Re: [PATCH v3 1/6] iommu/core: split mapping to page sizes as supported by the hardware

Ohad Ben-Cohen <ohad@xxxxxxxxxx> · Sun, 2 Oct 2011 17:58:12 +0200

(sorry for the late response; we had a big holiday here and I was
forced away from my keyboard :)

On Tue, Sep 27, 2011 at 9:14 PM, Roedel, Joerg <Joerg.Roedel@xxxxxxx> wrote:
> No. I suggest a simpler and shorter algorithm using the bit helpers.

Ok, fair enough. I've revised the patches and attached the main one
below; please tell me if it looks ok, and then I'll resubmit the
entire patch set.

The main changes I've done from your pseudo-code are:

1. removed the internal while loop, and used several bits
manipulations to replace it
2. removed the call to get_order(), and instead used the bytes order
we already have to deduct it
3. considered iova alignment requirements too
4. removed the BUG_ON()s, since we're checking for minimal
size/alignment conditions in the beginning of the map function

> And yes, overhead is important when we implement the generic dma-ops
> on-top of the iommu-api because this will make the iommu_map function a
> fast-path. So we really care about overhead here.

Don't get me wrong; I don't underestimate the importance of performance here.
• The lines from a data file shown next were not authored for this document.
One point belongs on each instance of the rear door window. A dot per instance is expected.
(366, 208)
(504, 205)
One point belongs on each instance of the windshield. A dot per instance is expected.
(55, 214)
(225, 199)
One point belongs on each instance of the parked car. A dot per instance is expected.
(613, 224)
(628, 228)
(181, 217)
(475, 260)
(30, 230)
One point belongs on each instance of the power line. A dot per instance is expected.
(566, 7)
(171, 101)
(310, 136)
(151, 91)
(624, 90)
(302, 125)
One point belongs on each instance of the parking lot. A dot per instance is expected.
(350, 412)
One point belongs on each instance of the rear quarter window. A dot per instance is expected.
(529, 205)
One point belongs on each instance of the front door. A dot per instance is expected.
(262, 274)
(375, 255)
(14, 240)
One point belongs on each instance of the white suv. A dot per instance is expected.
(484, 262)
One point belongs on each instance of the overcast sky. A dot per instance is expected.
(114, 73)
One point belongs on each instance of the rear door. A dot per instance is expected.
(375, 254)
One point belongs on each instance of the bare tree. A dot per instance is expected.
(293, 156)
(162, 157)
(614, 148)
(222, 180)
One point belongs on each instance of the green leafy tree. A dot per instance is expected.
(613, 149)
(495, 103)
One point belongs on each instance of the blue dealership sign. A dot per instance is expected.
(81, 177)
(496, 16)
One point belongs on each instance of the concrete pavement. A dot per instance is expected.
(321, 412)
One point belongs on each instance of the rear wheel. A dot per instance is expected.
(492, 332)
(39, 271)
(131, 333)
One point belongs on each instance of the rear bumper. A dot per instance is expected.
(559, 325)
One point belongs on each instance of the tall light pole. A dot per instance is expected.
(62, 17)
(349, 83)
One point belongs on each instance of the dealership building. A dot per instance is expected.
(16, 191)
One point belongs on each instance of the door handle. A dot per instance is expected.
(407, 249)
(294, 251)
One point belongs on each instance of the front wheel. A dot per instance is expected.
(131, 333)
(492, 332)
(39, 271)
I just think that as long as some code is reasonably efficient and not
badly designed (so it's not too hard to optimize later if needed),
then it's usually better to postpone optimizations until we benchmark
and know for certain that the effort in squeezing away several cpu
cycles is noticeable.

In this case, I'm not entirely convinced that it is, because every map
call anyway ends up flushing the caches, which might take hundreds of
cpu cycles. In addition, at least the ARM version of find_next_bit
doesn't look terribly bad.

YMMV though: I didn't find an optimized assembly implementation of
find_next_bit for x86, and the generic one does look complex. In
addition, the variable page size behavior of the x86 iommu drivers may
have caused much more iterations than any of the ARM drivers would
have had, so the penalty of running that generic find_next_bit
repeatedly could have accumulated into something noticeable.

Anyway, here comes the revised patch.

Thanks for your review!
Ohad.

>From 042690394b1a121202e0eeeb47d267b1a8d65132 Mon Sep 17 00:00:00 2001
From: Ohad Ben-Cohen <ohad@xxxxxxxxxx>
Date: Wed, 31 Aug 2011 16:46:47 +0300
Subject: [PATCH 2/7] iommu/core: split mapping to page sizes as
supported by the hardware

When mapping a memory region, split it to page sizes as supported
by the iommu hardware. Always prefer bigger pages, when possible,
in order to reduce the TLB pressure.

The logic to do that is now added to the IOMMU core, so neither the iommu
drivers themselves nor users of the IOMMU API have to duplicate it.

This allows a more lenient granularity of mappings; traditionally the
IOMMU API took 'order' (of a page) as a mapping size, and directly let
the low level iommu drivers handle the mapping, but now that the IOMMU
core can split arbitrary memory regions into pages, we can remove this
limitation, so users don't have to split those regions by themselves.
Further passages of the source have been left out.